If anyone has any tips, best functions etc that would be awesome.

I assume I'm not the first who has chomped urls for the information. I am using sql to make it manageable by people with sql experience in my absence

SELECT content,  
split_part(parse_url(content:Url, 'PATH'), '/', -1) as feature2,
split_part(parse_url(content:Url, 'PATH'), '/', 2) as feature1,
parse_url(content:Url, 'QUERY') as url,
split(parse_url(content:Url, 'QUERY'), '&') as query_values
FROM <table>
1 REPLY 1

Isi
Honored Contributor III

Hello @turagittech ,

Honestly, it all depends on how complex your URLs can get.

UDFs will always be more flexible but less performant than native SQL functions.

That said, if your team mainly works with SQL, trying to solve it natively in Databricks SQL is definitely a valid option.

For the path part, it really depends on how much detail you actually need to keep — whether you just need the last element or the full structure.
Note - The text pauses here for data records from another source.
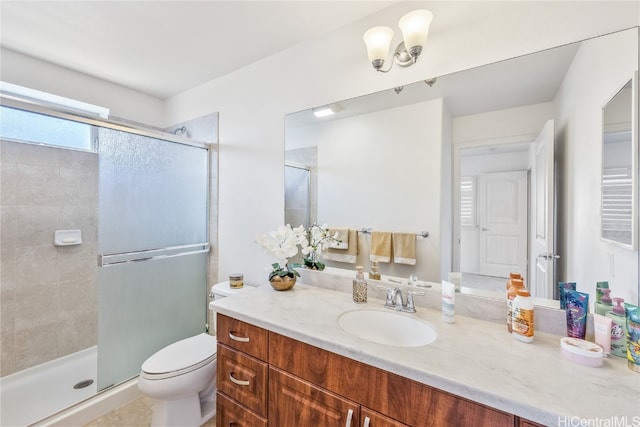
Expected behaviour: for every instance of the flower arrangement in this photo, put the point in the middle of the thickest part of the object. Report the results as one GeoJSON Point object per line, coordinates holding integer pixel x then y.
{"type": "Point", "coordinates": [282, 244]}
{"type": "Point", "coordinates": [285, 242]}
{"type": "Point", "coordinates": [319, 239]}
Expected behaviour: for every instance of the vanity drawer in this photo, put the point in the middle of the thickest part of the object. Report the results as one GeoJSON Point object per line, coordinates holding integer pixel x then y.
{"type": "Point", "coordinates": [242, 336]}
{"type": "Point", "coordinates": [229, 413]}
{"type": "Point", "coordinates": [243, 378]}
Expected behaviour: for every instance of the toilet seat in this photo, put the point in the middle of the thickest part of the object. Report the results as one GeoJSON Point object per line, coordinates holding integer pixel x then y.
{"type": "Point", "coordinates": [181, 357]}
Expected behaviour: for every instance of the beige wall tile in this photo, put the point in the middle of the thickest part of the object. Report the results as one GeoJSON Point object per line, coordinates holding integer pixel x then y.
{"type": "Point", "coordinates": [36, 225]}
{"type": "Point", "coordinates": [8, 182]}
{"type": "Point", "coordinates": [38, 185]}
{"type": "Point", "coordinates": [36, 345]}
{"type": "Point", "coordinates": [37, 265]}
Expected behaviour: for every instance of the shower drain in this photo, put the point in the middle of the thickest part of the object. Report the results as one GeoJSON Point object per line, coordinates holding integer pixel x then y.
{"type": "Point", "coordinates": [83, 384]}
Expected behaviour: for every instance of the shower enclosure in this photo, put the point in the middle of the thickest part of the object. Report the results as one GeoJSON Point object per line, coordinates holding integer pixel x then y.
{"type": "Point", "coordinates": [141, 201]}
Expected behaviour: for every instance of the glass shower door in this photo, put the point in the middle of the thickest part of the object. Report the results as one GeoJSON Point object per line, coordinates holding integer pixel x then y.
{"type": "Point", "coordinates": [153, 199]}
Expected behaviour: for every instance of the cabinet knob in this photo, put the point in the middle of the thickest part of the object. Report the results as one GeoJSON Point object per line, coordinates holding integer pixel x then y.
{"type": "Point", "coordinates": [349, 416]}
{"type": "Point", "coordinates": [237, 338]}
{"type": "Point", "coordinates": [237, 381]}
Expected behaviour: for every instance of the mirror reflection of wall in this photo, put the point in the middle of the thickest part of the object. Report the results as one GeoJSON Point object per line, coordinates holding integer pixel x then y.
{"type": "Point", "coordinates": [617, 209]}
{"type": "Point", "coordinates": [394, 161]}
{"type": "Point", "coordinates": [381, 171]}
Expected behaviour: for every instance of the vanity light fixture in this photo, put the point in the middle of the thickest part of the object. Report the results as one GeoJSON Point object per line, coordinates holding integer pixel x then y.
{"type": "Point", "coordinates": [326, 110]}
{"type": "Point", "coordinates": [415, 28]}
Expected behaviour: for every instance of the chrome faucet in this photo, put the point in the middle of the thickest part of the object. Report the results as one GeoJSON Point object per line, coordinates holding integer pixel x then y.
{"type": "Point", "coordinates": [398, 301]}
{"type": "Point", "coordinates": [395, 301]}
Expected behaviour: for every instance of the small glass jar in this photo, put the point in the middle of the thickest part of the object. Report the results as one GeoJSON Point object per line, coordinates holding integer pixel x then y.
{"type": "Point", "coordinates": [236, 280]}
But for the query string part, I’d recommend building a map of key-value pairs, which works really well in SQL:

map_from_arrays(
  transform(split(parse_url(url, 'QUERY'), '&'), x -> split_part(x, '=', 1)),
  transform(split(parse_url(url, 'QUERY'), '&'), x -> split_part(x, '=', 2))
) AS query_map

 

Captura de pantalla 2025-10-08 a las 1.57.34.png

If you could share an example of a more complex URL, we could probably build something more tailored that handles both the path and query parts more dynamically.